In the HV (LV) gate, the higher (lower) of the two inputs, IN1 or IN2 is connected to the output

of the gate. These blocks are used in a “takeover” style limiter. As the name implies, this method

allows the limiter to take over control from the AVR. In this method, the main loop of the AVR

is bypassed when the limiter is active.

Supplemental control functions, either summing point or takeover style, can interface with the

excitation system at multiple points. These functions include Overexcitation Limiters (OEL),

Underexcitation Limiters (UEL), Stator Current Limiters (SCL) and Power System Stabilizers

(PSS). This can be seen in Figure 14 along with signals associated with the Reference (Vref) and

Terminal Voltage Sensing (Vsense).

Figure 14 – Various Interface Points for Takeover Style Limiters

3.12 Overexcitation Limiters

Overexcitation limiters are supplemental controls used to prevent excitation levels from exceeding

the machine’s capability. There are many types of overexcitation limiters. Most of them operate

by measuring field current and detecting when field current exceeds a set point. There may be two

set points, an instantaneous and a timed set point. If field current is greater than the instantaneous

set point, the limiter reduces field current with no intentional delay.
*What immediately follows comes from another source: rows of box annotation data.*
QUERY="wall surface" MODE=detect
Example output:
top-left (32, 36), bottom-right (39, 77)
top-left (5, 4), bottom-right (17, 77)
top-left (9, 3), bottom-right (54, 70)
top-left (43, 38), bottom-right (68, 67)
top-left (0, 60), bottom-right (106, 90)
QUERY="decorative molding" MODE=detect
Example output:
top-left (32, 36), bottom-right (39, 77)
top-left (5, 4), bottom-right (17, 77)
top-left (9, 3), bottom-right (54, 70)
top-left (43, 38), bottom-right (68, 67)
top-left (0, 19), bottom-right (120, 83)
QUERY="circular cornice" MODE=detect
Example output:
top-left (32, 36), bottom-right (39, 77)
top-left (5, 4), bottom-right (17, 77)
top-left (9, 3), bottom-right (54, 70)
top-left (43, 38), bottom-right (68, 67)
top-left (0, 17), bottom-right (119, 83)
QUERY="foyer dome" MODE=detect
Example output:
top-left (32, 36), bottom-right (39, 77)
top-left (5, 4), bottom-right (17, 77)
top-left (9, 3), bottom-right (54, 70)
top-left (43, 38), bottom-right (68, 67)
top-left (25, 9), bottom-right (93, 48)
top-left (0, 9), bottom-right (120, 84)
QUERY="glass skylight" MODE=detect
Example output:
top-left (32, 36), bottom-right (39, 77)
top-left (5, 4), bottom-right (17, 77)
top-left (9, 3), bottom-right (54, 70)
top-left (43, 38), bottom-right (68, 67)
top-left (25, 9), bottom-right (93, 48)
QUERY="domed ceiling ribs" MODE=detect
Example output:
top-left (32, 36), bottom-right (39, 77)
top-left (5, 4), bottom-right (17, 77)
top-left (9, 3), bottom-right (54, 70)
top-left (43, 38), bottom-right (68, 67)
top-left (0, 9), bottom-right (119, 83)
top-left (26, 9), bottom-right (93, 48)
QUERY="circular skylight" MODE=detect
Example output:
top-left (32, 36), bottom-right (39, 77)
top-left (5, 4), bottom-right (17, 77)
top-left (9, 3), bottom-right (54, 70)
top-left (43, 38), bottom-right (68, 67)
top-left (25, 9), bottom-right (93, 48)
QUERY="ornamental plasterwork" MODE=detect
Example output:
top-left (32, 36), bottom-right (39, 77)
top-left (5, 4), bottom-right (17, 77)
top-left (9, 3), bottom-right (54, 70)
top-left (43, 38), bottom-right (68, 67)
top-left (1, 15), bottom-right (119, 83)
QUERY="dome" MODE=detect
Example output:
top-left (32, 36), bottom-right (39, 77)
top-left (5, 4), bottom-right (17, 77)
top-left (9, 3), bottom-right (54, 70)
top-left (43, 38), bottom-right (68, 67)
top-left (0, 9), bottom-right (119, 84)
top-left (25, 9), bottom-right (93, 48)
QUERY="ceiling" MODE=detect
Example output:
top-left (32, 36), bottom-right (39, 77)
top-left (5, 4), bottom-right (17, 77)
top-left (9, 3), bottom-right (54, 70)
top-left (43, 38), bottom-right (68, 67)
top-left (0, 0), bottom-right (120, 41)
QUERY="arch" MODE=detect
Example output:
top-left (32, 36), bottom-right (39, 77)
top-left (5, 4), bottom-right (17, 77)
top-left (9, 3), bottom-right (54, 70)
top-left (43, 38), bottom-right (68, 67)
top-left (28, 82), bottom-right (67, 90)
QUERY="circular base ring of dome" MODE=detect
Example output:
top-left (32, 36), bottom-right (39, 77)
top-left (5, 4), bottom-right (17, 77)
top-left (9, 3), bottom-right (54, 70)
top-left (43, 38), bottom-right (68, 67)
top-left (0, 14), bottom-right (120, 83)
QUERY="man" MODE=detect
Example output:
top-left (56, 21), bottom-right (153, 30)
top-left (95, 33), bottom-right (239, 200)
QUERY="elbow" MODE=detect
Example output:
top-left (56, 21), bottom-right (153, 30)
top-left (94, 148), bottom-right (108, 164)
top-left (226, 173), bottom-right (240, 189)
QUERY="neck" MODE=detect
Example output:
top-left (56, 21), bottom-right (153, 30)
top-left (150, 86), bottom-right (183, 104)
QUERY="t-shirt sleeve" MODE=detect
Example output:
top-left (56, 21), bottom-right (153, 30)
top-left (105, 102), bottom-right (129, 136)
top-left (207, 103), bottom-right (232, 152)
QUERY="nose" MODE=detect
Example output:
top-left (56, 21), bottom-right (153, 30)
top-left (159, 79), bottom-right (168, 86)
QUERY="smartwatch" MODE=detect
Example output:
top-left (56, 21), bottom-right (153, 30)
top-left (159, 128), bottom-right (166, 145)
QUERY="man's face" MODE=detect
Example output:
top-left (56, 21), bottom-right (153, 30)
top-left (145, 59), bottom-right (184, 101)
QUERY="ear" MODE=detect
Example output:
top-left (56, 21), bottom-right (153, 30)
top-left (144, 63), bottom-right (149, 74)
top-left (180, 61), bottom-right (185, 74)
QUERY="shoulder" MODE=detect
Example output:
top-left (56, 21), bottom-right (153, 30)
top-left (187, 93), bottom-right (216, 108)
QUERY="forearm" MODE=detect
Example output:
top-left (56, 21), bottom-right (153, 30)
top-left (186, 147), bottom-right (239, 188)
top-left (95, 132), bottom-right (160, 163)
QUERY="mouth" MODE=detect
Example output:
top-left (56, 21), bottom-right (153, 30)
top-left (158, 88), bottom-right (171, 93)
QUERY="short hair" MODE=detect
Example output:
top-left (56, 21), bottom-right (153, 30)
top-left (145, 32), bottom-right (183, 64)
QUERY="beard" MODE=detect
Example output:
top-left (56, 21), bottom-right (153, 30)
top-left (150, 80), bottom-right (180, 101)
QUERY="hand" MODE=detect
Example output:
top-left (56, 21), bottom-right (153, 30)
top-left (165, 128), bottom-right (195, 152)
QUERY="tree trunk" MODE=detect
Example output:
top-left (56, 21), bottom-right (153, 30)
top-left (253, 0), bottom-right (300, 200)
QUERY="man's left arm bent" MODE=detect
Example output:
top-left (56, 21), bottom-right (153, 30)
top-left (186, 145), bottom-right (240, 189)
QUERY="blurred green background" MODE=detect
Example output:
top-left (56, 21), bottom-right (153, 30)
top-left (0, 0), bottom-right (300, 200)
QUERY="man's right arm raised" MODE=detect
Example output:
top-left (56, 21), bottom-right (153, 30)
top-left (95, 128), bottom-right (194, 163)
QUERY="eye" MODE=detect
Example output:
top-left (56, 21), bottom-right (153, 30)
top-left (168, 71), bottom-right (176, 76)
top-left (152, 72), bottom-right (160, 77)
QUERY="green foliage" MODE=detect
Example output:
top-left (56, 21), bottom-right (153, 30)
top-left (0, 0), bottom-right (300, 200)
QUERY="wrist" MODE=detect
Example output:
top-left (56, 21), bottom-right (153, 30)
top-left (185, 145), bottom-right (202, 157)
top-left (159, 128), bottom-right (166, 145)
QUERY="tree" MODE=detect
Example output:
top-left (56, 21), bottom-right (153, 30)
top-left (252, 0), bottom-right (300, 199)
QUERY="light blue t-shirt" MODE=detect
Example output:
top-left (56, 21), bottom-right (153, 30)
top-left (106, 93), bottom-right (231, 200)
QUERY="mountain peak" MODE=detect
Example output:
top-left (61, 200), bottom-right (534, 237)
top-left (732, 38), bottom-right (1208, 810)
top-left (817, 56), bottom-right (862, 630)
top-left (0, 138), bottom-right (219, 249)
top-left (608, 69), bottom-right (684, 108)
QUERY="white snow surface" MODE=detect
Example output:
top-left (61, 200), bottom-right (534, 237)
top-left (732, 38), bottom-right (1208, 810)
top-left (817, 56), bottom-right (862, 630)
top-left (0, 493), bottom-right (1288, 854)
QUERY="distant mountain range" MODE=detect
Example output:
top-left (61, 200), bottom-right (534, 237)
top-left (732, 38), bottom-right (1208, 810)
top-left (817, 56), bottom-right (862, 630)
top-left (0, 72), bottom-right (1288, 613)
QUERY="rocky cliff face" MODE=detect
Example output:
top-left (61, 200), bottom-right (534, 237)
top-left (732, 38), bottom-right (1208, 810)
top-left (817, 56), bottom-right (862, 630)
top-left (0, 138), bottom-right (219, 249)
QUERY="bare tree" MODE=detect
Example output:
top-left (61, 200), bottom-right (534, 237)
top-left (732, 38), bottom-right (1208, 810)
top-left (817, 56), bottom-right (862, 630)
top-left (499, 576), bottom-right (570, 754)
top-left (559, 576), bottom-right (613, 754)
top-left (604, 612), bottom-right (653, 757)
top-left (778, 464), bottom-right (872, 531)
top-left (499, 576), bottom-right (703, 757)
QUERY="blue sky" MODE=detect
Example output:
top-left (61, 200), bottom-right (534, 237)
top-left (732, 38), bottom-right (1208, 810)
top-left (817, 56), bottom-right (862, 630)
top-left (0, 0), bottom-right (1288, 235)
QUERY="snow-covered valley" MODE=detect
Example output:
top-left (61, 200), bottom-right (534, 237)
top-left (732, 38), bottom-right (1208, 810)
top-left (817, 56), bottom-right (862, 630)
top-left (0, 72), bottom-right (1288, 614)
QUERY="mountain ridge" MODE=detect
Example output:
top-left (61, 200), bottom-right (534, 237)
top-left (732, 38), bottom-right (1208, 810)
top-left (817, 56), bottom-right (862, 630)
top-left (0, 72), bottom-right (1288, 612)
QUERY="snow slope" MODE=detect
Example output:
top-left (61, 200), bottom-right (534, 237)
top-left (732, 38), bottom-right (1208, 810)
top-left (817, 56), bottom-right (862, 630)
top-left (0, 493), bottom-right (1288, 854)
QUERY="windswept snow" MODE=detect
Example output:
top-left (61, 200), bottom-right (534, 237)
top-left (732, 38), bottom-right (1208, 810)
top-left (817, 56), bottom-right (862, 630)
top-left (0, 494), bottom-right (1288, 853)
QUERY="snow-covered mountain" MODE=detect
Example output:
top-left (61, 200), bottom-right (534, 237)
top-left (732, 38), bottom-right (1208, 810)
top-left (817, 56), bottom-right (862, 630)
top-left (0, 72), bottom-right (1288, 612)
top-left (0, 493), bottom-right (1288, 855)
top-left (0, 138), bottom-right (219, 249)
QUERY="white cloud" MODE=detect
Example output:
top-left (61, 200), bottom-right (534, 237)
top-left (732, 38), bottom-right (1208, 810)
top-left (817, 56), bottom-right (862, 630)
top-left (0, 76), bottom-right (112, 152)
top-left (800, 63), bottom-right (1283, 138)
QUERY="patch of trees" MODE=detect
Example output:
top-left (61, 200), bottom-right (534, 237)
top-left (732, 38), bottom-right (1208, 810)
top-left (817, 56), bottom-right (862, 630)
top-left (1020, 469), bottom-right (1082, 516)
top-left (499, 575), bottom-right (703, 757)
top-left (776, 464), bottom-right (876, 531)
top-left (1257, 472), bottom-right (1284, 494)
If field current is less than

instantaneous set point but still above the timed set point, the limiter allows the overexcitation

condition to exist for a prescribed amount of time, then it reduces excitation to safe levels. The

set point may be a function of time and cooling medium temperature or pressure. Models for

excitation systems and their supplemental control functions can be found in IEEE Std. 421.5™-

2005, IEEE Recommended Practice for Excitation System Models for Power System Stability

Studies [3]. The OEL model for an overexcitation limiter was developed by members of the

IEEE/PES Excitation Systems and Controls Subcommittee as a flow chart and is repeated in Figure

15.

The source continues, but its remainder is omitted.